Atlanta – Strategies for preventing worker suicide are needed, researchers from the Centers for Disease Control and Prevention claim in a new report detailing the rates of self-inflicted death among U.S. workers.
Researchers examined more than 12,000 suicides reported in 17 states in 2012 from the National Violent Death Reporting System. They found that farming, fishing and forestry workers had the highest suicide rate at 84.5 per 100,000 workers, followed by workers in construction and extraction (53.3) and installation, maintenance and repair (47.9).
Among men, workers in farming, fishing and forestry again had the highest rate (90.5). For women, the highest rate was among those employed in protective services (14.1).
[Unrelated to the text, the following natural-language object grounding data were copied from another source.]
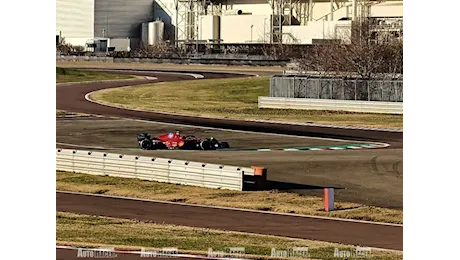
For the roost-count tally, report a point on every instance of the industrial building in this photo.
(227, 22)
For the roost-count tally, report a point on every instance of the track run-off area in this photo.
(73, 97)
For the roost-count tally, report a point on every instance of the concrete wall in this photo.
(317, 30)
(388, 9)
(121, 18)
(237, 28)
(74, 20)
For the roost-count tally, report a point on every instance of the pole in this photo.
(328, 199)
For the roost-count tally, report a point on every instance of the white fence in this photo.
(152, 169)
(332, 104)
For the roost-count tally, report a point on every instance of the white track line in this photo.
(184, 255)
(194, 75)
(233, 209)
(88, 98)
(144, 254)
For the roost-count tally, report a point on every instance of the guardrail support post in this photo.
(328, 199)
(260, 178)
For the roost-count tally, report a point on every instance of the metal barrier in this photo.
(154, 169)
(332, 104)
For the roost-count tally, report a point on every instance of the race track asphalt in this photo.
(72, 98)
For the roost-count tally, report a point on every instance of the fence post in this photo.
(328, 199)
(356, 89)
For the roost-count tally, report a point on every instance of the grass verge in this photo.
(79, 230)
(230, 98)
(260, 200)
(70, 75)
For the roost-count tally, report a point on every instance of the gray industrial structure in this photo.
(227, 22)
(121, 18)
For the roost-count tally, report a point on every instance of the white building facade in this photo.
(75, 21)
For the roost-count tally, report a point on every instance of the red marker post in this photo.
(328, 199)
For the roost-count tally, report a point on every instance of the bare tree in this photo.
(367, 50)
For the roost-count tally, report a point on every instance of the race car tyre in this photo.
(224, 145)
(206, 145)
(146, 144)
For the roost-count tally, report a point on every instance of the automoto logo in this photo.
(232, 252)
(101, 252)
(358, 252)
(164, 252)
(301, 252)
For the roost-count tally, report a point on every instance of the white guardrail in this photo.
(152, 169)
(332, 104)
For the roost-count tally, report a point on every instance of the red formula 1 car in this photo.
(176, 141)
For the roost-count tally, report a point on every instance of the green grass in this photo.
(71, 75)
(230, 98)
(259, 200)
(81, 230)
Researchers cited a number of possible reasons for higher suicide rates in certain occupational groups, including job-related isolation and demands, stressful work environments, and work-home imbalance, as well as socioeconomic inequities such as lower income, lower education level and lack of access to health services. They also pointed to farmworker exposure to pesticides – as well as long-term exposure to neurotoxic solvents among installation, maintenance and repair workers – as potential factors.
Workplace prevention strategies recommended by the researchers include wellness programs that offer education and training on recognizing warning signs, mental health screenings, and ensuring workers are aware of the National Suicide Prevention Lifeline.
The study was published in the July 1 issue of CDC’s Morbidity and Mortality Weekly Report.